The death toll in Rhineland-Palatinate has risen to at least 60, Land Prime Minister Malu Dreyer said on Friday, adding that there was bad news every hour.
“We have 60 dead to mourn right now and there is concern that the number will increase even more,” Dreyer said at a press conference, adding “We have not yet reached the stage where we can say this situation is easing ”.

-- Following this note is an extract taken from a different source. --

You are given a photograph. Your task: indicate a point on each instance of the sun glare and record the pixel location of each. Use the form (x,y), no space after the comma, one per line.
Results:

“In the meantime, the toll of each of us is that the damage is so dramatic and enormous that we will have to face this issue for a long time to come, including the reconstruction of municipalities,” he continued.
Previously, police in Koblenz in Rhineland-Palatinate initially said up to 1,300 people were missing – mostly due to telephone lines going down – but now say they expect those numbers to be revised declining as telephone lines are restored and rescue operations continue.
At least 43 people have died in Germany’s most populous state, North Rhine-Westphalia, state Interior Ministry spokeswoman Katja Heins told CNN.
Armin Laschet, Prime Minister of the State of North Rhine-Westphalia, called Friday’s flash floods a “disaster of historic proportions”, adding that more deaths are expected as a result.
“The floods literally pulled the rug out from under people’s feet,” Laschet said.
The German military has deployed 850 personnel to a total of 20 counties in Northrein-Westfalen and Rhineland-Palatinate, a spokesperson said at a press briefing in Berlin on Friday.
German President Frank-Walter Steinmeier insisted on Friday that climate action is needed to prevent such disasters in the future. “It is only if we resolutely tackle climate change that we can prevent us from being able to sustain extreme weather conditions such as the one we are experiencing,” Steinmeier said in Berlin.